The Newton update removal mechanism is the foundational algorithm for certified data removal from parametric models. Given a model w* trained on dataset D, it approximates the retrained model w_{D’} (trained on D’ = D \ {(x_n, y_n)}) using a single Newton step: w⁻ = w + H_{w*}⁻¹ Δ, where H_{w*} = ∇²L(w*; D’) is the Hessian of the loss evaluated on the remaining data, and Δ = λw* + ∇ℓ(w*^T x_n, y_n) is the gradient of the loss at the removed point.
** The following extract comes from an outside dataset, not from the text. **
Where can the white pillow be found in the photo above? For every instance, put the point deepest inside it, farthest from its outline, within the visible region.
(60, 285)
This is equivalent to the influence function applied with ε = -1/n, making a direct connection between data deletion and the influence function literature. The mechanism is exact for least-squares regression (where the Hessian is constant) and approximate for logistic regression and other nonlinear losses.
Algorithm
- Precomputation (offline, O(d²n)): Form Hessian H = Σ ∇²ℓ(w*^T x_i, y_i) + λnI
- On removal request (online, O(d³)):
- Compute Δ = λw* + ∇ℓ(w*^T x_n, y_n)
- Compute w⁻ = w* + H⁻¹Δ
- Check gradient residual ||∇L(w⁻; D’)||₂
- Certification: If residual ≤ σε/c, the removal is certified; otherwise retrain
Key Properties
- Gradient residual: ||∇L(w⁻; D’)||₂ ≤ γ(n-1)||H⁻¹Δ||₂² (worst-case)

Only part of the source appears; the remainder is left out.